Es ist eigentlich nicht neu: Milchprodukte sind einfach gesund und lecker. Wirklich gesund sind sie natürlich erst dann, wenn man sie in ihrer puren Form genießt, also auf weitere Zusätze wie Zucker verzichtet. Sogenannte „Lightprodukte“ bringen ähnlich viele wertvolle Nahrungsstoffe, sind aber deutlich fettärmer. Solche Produkte eignen sich besonders für Menschen, die auf ihre Figur achten wollen.
Laktosefrei in Kürze
Laktosefreie Milch ist reguläre Milch, in der die Laktose durch Enzyme aufgespalten wurde. Der Nährstoffgehalt ist identisch, die Konsistenz auch. Der Geschmack ist etwas süßer, weil die aufgespaltene Laktose zu Glucose und Galaktose wird - beides süßer als Laktose. Diese Produkte sind für Menschen mit Laktose-Intoleranz oder -Allergie wertvoll, sie können endlich wieder Milch trinken. Die Kosten sind etwas höher als bei regulärer Milch, die Haltbarkeit ist ähnlich, je nachdem ob frisch oder H-Milch.
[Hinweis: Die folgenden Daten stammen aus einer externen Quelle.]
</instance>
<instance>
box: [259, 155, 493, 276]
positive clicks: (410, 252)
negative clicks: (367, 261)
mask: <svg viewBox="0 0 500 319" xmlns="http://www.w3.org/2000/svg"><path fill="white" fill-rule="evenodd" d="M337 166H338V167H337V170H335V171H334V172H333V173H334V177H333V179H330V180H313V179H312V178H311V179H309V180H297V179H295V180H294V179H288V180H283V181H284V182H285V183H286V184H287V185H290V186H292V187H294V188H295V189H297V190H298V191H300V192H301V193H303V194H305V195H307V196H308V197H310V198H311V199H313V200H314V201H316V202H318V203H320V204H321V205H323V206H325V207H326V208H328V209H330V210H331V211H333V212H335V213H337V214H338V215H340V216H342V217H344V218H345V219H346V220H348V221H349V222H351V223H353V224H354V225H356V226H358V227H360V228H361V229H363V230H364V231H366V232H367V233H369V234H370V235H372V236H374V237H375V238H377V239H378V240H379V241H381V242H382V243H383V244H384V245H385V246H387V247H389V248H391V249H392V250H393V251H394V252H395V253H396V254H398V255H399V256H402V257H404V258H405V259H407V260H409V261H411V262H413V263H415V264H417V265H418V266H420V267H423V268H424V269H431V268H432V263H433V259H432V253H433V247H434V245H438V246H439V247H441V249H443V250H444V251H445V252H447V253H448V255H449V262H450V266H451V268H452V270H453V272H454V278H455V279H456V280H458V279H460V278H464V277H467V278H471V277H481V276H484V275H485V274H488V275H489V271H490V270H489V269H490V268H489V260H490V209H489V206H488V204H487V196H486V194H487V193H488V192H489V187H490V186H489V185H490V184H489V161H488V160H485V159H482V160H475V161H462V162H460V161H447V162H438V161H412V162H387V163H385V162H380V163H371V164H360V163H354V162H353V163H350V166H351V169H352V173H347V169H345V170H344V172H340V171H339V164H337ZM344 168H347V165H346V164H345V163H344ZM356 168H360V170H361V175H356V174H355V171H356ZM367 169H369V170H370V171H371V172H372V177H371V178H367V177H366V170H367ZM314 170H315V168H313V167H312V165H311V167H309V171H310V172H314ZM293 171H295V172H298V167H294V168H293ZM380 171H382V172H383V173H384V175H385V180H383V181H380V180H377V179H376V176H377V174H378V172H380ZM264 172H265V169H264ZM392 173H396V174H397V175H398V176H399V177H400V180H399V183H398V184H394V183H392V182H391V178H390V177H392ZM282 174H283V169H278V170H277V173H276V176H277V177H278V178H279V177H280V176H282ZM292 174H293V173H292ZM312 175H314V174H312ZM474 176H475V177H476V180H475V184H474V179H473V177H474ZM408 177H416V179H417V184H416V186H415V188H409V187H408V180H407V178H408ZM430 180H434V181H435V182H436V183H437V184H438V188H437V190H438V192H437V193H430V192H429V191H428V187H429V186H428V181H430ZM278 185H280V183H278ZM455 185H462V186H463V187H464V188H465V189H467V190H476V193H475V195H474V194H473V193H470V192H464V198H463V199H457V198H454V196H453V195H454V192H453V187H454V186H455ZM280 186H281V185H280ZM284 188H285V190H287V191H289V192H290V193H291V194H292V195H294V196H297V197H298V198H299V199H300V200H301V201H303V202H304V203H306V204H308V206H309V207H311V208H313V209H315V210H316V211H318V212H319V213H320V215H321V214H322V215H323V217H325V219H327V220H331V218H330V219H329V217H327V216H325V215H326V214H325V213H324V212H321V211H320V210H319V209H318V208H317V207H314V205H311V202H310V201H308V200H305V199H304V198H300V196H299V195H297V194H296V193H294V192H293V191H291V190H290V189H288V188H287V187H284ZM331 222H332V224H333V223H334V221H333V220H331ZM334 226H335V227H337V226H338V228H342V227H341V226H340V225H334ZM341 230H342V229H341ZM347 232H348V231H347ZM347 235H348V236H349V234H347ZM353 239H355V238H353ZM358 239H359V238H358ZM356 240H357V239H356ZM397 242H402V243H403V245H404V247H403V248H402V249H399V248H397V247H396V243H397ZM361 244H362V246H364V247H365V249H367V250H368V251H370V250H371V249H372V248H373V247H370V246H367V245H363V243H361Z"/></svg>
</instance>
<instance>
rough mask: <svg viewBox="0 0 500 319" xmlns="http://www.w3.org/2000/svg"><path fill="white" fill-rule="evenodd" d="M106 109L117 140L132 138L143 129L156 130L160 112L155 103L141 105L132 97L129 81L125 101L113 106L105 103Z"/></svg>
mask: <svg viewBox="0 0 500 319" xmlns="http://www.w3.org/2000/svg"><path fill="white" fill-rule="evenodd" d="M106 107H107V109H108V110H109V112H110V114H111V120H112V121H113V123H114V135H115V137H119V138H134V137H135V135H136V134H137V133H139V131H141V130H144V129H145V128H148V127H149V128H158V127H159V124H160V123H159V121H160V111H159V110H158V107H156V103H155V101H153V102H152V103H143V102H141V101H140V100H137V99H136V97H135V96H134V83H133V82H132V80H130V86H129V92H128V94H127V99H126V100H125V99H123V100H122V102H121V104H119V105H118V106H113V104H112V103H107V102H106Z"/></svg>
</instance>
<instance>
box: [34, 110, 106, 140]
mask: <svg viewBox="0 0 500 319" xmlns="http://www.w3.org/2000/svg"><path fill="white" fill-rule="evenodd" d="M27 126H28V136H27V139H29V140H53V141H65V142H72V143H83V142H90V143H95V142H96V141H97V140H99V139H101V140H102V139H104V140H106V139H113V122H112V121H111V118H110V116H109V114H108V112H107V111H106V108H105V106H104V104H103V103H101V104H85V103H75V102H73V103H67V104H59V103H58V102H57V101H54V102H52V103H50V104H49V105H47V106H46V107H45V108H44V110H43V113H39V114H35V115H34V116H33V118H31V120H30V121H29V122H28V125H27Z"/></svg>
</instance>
In der Küche funktioniert laktosefreie Milch genauso wie reguläre in Rezepten - beim Backen und Kochen gibt es keinen Unterschied. Wer keine Probleme mit Laktose hat, muss nicht wechseln; wer Probleme hat, ist froh, dass die Option existiert.
Rohmilch-Angebote
Rohmilch ist unbehandelt und nur kurz gekühlt. Am bekanntesten sind die Rohmilch-Automaten auf vielen Bauernhöfen - dort kann man die Milch frisch gepumpt holen. Das Geschmackserlebnis ist unvergleichlich: echtes Milcharoma, cremig und intensiv. Die Haltbarkeit ist allerdings kurz, höchstens ein bis zwei Tage. Rohmilch ist riskanter als pasteurisierte Milch, denn sie kann Keime enthalten. In Deutschland ist das rechtlich geregelt, Bauernhöfe müssen Tests machen und Auflagen erfüllen. Wer Rohmilch trinkt, akzeptiert ein minimales Risiko. Im Zweifel ist Frischmilch ein guter Kompromiss zwischen Aroma und Sicherheit. Für Schwangere, Kinder unter fünf Jahren oder immungeschwächte Menschen wird Rohmilch nicht empfohlen.
Frisch- vs. H-Milch
Frischmilch ist auf 72 bis 75 °C pasteurisiert und hält etwa eine Woche im Kühlschrank. H-Milch ist ultrahocherhitzt auf über 130 °C und hält monatelang ungekühlt. Der Unterschied im Geschmack ist real: Frischmilch schmeckt cremiger, mit natürlichem Milcharoma, H-Milch flacher und leicht gekocht. Das liegt an der Hitze - sie verändert feine Aromen. Bei den Nährwerten sind beide ähnlich, die Hitze zerstört die Makronährstoffe nicht. Zum reinen Trinken ist Frischmilch deutlich besser, zum Backen und Kochen funktioniert H-Milch genauso gut. Wer auf Qualität Wert legt, achtet auf eine durchgängige Kühlkette und greift gerne zu Bio-Frischmilch.